When new inventions turn into market frenzies, the contrarian part of me wants to be skeptical. But the optimistic part of me wants it to be true, especially when the idea promises to change life for the better. Reality is usually somewhere in between. And that, I suspect, is where the current artificial intelligence frenzy will go.

My observation through many cycles is that these fevers go too high, but they aren’t imaginary. The ideas are often real and so are the potential benefits; they just take longer to develop than most investors can tolerate.

AI may prove to be an exception because it is developing so fast—and is already showing tangible, cost-effective applications. This is not the 1990s sock puppet. AI systems like ChatGPT (released less than two years ago, remember) are doing things most never thought possible. Some of it is questionable quality, some may be socially undesirable or even harmful. But it’s real and improving quickly.

AI came up in many SIC sessions because it’s touching almost every corner of the market in some way. I focused on it more specifically with Joe Lonsdale and Ben Hunt. They look at it from different perspectives but had some remarkably clear thinking on this sometimes murky subject. Today I’ll share some of their wisdom with you.

But to put this in context, let’s review a piece my associate Patrick Watson recently shared with subscribers of our Over My Shoulder service, in which we send succinct summaries of interesting research. Here’s how Patrick described a pithy essay on AI by technology analyst Benedict Evans:


If you aren’t getting Over My Shoulder, you are missing out on tons of material never mentioned in my weekend letters. I highly suggest you subscribe today.

Now, to the AI conversation at the SIC, reduced to a few pages from 40+:

Statistical Engines

Joe Lonsdale has had the advantage of watching AI develop while also knowing the main players. He co-founded Palantir and now runs 8VC, a large venture capital firm with investments in AI and many related disruptive technologies. No one knows the AI big picture better than Joe. Really. As good as he does? Yes. But not many.

Joe started our SIC conversation by noting how this thing we call “AI” is really a form of statistical analysis. You may remember, way back before COVID, stories about Google’s “DeepMind” system learning to beat top humans in games like chess and Go. It did this by playing billions of games against itself, while noting what worked and what didn’t.

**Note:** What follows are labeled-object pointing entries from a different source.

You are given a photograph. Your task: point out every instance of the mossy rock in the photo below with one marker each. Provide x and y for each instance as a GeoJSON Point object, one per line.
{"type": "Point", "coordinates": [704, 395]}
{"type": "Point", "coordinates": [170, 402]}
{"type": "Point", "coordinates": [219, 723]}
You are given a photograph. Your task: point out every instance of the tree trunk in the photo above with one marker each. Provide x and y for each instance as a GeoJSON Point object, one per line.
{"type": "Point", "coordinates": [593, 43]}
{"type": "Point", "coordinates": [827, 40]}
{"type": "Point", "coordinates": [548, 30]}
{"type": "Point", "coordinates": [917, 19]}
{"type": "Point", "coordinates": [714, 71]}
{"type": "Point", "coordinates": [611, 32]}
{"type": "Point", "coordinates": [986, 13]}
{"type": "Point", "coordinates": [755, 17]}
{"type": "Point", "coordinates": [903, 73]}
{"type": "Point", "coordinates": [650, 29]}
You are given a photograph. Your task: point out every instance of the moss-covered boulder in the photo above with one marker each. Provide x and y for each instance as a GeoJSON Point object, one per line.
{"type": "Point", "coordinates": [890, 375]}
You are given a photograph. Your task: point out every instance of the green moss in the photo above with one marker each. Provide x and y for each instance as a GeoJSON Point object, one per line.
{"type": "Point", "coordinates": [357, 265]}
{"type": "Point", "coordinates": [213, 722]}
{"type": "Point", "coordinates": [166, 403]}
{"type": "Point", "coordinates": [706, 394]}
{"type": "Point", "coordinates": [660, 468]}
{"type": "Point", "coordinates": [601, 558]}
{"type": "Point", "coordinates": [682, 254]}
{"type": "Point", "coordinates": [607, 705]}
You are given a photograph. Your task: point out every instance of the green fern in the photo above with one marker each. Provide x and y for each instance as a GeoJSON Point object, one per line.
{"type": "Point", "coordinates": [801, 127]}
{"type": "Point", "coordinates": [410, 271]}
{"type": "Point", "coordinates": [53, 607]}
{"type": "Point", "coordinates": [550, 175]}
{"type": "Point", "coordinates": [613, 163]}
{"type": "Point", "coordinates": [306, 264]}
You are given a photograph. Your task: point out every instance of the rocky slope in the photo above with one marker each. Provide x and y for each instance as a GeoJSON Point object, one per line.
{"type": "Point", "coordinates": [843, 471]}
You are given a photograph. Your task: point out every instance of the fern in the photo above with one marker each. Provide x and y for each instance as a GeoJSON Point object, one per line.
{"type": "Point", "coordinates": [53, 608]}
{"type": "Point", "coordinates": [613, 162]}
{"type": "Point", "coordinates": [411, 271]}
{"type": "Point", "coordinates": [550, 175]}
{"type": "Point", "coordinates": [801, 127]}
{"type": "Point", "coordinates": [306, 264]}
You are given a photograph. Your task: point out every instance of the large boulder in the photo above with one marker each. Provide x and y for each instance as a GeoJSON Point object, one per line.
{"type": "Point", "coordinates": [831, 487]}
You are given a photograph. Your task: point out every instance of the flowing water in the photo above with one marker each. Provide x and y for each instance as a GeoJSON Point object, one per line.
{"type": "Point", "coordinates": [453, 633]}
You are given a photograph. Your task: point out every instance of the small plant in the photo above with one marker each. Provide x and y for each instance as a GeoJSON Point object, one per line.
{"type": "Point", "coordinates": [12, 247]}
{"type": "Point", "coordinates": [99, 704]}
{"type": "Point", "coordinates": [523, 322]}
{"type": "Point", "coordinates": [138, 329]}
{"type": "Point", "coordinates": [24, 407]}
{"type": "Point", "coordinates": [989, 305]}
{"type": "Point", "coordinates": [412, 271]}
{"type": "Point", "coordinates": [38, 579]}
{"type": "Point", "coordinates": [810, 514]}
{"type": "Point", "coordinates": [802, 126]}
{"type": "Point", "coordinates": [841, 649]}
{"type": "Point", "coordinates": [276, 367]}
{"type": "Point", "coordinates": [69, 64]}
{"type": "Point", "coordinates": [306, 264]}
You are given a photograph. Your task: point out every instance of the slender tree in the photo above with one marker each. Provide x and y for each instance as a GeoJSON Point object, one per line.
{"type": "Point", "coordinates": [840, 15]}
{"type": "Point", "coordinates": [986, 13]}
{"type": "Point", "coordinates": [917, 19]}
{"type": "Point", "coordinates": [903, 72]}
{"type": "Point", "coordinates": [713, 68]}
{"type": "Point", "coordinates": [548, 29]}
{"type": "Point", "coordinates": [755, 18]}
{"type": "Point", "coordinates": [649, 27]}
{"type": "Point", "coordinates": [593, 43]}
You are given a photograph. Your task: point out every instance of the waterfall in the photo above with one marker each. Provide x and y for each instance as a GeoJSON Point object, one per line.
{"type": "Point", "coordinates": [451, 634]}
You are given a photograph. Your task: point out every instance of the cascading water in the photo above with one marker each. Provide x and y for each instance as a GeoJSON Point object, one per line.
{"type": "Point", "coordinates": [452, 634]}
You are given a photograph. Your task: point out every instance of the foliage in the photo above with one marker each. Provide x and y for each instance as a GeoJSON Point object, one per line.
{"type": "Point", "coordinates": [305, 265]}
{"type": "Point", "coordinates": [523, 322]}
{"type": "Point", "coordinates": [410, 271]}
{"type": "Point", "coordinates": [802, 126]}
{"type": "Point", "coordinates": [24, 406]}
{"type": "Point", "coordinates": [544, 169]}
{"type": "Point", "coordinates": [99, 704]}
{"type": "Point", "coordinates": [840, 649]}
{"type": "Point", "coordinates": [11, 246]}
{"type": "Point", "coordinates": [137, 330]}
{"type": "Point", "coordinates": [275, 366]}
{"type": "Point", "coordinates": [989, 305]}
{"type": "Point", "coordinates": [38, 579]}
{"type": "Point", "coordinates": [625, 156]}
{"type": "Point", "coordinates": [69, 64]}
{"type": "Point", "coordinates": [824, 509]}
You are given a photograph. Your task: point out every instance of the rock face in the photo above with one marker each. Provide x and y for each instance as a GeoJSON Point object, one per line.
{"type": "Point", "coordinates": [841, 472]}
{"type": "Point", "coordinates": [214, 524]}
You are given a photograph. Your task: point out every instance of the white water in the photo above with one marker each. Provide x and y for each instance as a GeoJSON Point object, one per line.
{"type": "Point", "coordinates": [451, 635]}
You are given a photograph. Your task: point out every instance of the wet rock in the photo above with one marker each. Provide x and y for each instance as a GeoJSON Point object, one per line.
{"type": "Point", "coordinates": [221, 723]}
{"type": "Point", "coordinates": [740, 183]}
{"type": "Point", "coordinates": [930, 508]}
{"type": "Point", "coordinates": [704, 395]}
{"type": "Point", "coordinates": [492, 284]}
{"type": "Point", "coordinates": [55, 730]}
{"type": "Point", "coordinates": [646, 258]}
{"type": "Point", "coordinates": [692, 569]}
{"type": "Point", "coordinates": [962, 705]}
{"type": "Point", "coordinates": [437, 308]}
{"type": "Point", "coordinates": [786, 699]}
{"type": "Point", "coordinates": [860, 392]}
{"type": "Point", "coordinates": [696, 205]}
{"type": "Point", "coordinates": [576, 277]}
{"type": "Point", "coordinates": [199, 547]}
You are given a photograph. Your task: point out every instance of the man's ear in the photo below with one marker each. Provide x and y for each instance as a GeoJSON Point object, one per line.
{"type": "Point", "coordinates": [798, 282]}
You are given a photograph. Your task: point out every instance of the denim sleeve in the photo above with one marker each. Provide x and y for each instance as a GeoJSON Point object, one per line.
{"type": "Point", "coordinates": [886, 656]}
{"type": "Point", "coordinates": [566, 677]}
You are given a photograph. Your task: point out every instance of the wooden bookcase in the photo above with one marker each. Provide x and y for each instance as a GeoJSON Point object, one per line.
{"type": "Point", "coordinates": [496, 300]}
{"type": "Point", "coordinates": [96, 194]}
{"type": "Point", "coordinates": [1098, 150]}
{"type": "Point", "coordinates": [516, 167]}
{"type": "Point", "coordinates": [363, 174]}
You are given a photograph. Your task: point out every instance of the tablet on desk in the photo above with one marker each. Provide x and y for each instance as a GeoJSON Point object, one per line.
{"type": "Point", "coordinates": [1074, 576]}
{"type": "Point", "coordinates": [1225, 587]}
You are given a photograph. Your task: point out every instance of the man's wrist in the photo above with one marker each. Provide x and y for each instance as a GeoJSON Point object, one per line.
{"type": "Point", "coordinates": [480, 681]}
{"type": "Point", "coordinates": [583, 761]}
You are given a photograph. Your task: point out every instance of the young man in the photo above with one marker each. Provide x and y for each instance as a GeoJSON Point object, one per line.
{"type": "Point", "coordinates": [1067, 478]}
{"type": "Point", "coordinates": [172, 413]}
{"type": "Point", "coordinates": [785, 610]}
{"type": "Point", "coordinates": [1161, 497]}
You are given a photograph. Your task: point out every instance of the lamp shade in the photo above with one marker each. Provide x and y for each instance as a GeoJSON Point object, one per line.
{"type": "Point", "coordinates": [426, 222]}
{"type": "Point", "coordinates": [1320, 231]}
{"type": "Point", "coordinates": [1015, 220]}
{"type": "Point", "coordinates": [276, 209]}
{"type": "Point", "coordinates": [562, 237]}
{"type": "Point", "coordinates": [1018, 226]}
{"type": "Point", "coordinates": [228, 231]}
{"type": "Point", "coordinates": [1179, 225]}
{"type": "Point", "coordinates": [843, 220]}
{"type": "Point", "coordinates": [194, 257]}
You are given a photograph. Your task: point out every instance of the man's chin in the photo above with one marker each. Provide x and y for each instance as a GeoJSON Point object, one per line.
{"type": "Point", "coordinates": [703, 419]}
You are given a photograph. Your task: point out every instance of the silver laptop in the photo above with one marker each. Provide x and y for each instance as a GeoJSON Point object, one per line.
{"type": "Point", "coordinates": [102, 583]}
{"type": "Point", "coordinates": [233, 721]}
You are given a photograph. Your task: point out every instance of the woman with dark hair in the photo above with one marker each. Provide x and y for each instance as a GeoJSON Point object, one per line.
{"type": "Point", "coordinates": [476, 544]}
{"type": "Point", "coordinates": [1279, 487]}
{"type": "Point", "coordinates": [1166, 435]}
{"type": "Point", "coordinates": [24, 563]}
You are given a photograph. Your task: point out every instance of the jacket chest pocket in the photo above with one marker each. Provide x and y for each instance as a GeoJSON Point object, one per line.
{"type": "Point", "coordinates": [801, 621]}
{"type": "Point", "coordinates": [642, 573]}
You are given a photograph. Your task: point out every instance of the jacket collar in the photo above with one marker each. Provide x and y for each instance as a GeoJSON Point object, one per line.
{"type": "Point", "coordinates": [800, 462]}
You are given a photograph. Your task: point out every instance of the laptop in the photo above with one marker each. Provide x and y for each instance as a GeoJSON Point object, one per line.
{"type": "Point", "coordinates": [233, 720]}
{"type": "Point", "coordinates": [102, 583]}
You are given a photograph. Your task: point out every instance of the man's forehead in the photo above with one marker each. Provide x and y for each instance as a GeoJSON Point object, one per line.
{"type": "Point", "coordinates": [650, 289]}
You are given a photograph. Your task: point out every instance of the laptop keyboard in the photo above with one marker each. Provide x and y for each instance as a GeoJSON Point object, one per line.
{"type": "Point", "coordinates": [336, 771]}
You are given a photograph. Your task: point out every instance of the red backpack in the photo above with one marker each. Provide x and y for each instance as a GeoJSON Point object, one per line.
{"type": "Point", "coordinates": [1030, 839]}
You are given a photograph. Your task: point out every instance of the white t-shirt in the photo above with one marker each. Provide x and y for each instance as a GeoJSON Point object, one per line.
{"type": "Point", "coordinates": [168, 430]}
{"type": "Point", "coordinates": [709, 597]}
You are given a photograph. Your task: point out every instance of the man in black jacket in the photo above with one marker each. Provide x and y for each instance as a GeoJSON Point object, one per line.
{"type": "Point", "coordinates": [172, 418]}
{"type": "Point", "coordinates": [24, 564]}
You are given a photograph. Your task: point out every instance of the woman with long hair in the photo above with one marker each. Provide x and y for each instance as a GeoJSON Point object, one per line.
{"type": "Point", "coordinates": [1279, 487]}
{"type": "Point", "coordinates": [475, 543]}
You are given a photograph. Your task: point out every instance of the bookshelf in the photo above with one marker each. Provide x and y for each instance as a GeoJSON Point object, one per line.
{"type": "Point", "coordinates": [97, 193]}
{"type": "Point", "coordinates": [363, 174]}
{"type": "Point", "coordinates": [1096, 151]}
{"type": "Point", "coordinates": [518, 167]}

This wasn’t rocket science; it just required giant amounts of processing power that had never been feasible before. But something interesting happened. Here’s Joe from the SIC transcript.

“It turns out there's these simple constructs of statistical feedback where when you scale them up, it actually seems to approximate different types of intelligence really well. These are called large parameter models, or on [just] words they're called large language models, and it's basically like an engine that builds many, many abstract layers to predict the next word, the next token… So that statistical engine is the thing we talk about.

“Now most of the time we're talking about AI and it's having a huge impact on the economy, and I think it is important to think of it as a statistical thing, but in some cases it feels like it's reasoning in a lot of areas. You could train it to think in different ways to perform different tasks and we're doing a lot with it right now.”

Note those words carefully. AI “feels like it’s reasoning.” Is an AI system reasoning? Or is it just counting words in such vast numbers that it seems to be thinking? That’s not entirely clear, and on some level is an abstract philosophical question. What is “thought,” after all? We don’t have an objective definition. Though, as a human, I like to think there is a difference between a billion neurons firing and 10 billion bits on thousands of Nvidia chips firing.


In any case, Joe’s point here is critical. AI models—at least those we have now—are just statistical engines so powerful they can appear to be something else. (Ben Hunt had more to say on the dangers of that, which we’ll get to in a minute.)

AI is happening fast. I asked what this meant for jobs and the economy. Will we have time to adjust?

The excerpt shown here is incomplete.